El majorero Andrés Rodríguez Berriel siente que su padre y su abuelo fueron en cierta medidas dos héroes anónimos, dos de esas personas a las que vale la pena haber conocido. Por eso, casi como una tarea forzosa, pero que le entusiasma, se ha propuesto recoger en pequeños libros como Historias del cabotaje, cal, alfalfa y cabras en los veleros canarios, que publicó junto a Yuri Millares, algunas de las vivencias que tuvieron como protagonistas a estos dos ilustres integrantes de su familia.

Miguel Rodríguez Ruiz tuvo una vida azarosa, y muy entretenida. No sólo ayudó a este piloto inglés en su misión sobre territorio majorero, también pudo contemplar de forma casual las obras que se llevaron a cabo en Cofete por parte de Winter. Rodríguez Ruiz que transportó mucha mercancía para este empresario alemán le confesó a su hijo que no dudaba que los nazis estuvieran preparando aquellos depósitos para instalar algún laboratorio de pruebas que los ayudara a ganar la guerra. "Mi padre me dijo que en las cajas que llevó en su barco para Winter, y que pesaban una tonelada, había extrañas agujas, y tornillos. Lo mejor es que nunca pudieron acabar lo que tenían planeado, afortunadamente sus mejores científicos abandonaron su barco y se marcharon con los americanos".
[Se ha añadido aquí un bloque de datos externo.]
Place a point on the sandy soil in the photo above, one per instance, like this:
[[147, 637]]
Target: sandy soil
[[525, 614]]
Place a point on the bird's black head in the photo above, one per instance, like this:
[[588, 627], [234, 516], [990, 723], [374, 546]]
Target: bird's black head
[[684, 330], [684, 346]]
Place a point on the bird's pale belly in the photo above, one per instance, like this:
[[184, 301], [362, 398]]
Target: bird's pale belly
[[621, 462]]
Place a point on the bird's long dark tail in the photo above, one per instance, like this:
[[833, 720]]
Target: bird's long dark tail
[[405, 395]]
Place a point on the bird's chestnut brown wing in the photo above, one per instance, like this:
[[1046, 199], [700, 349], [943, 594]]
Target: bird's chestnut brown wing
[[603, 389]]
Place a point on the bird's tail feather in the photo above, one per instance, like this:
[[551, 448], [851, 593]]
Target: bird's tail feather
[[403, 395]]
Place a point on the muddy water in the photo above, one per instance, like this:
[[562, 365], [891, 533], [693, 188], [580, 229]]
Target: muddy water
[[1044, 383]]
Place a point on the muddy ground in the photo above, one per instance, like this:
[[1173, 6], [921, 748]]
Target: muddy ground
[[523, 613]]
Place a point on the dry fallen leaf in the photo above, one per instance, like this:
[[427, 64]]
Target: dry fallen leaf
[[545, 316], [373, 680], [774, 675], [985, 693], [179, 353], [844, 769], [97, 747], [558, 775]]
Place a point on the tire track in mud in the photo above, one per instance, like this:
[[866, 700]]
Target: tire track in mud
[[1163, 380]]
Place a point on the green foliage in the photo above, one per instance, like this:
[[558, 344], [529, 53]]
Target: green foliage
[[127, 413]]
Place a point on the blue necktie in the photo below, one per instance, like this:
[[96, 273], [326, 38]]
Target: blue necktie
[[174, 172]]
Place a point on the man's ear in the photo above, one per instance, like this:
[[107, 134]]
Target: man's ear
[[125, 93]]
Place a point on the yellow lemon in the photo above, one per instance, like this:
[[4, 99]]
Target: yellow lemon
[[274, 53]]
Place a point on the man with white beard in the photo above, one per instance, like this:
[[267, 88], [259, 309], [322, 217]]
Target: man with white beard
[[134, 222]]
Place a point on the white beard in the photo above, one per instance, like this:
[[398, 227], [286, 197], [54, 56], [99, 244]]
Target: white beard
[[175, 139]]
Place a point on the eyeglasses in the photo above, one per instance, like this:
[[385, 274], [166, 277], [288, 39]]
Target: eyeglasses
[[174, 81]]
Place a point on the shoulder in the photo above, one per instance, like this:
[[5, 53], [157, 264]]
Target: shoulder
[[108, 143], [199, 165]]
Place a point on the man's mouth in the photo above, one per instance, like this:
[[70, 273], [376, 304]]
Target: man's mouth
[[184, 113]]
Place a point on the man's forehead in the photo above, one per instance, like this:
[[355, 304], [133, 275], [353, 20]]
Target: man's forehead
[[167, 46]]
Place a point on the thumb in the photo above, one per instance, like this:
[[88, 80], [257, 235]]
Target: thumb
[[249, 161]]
Entre las peripecias vividas por este capitán de barco también cuenta Andrés Rodríguez Berriel que su padre cuando salía de la punta de Jandía, "en varias ocasiones fue detenido por submarinos alemanes, que subían al barco para comprobar que no llevara escondidos a posibles espías ingleses, también le pasó al revés, embarcaciones de los aliados que buscaban a mensajeros nazis". Los buques canarios tenían que estar pintados de blanco y las letras con el nombre en negro, para evitar que los bandos en conflicto los bombardearan.

El final de la guerra se convirtió en las Islas en un campo de minas. Franco, que sólo en los papeles había proclamado la neutralidad de España, permitió durante gran parte de la contienda que los submarinos alemanes entraran en los puertos canarios para abastecerse de materiales y combustible. De hecho, en un ciclo de conferencias celebrado en la Universidad de Las Palmas de Gran Canaria, dentro de la cátedra de Historia Naval, se ofrecieron datos y algunas imágenes de la entrada en puerto de submarinos nazis o de la armada italiana, afines a Hitler. Después a medida que la contienda se inclinaba hacia el bando aliado, Franco empezó a variar su estrategia.

Miguel Rodríguez Ruiz también llegó a comprobar como las autoridades de aquella época no renunciaban a hacer negocio con ambos bandos sobre todo al suministrar petróleo para los buques que lo demandaban. Daba igual la bandera, entonces lo importante para ellos era recaudar y hacer un gran negocio. Aunque Rodríguez Ruiz había nacido en Tenerife, al final decidió quedarse para siempre en Fuerteventura. En Antigua tenía a su familia, su casa, y a los amigos que siempre vieron en él a una de esas personas a las que se puede confiar un secreto, por muy comprometido que resulte.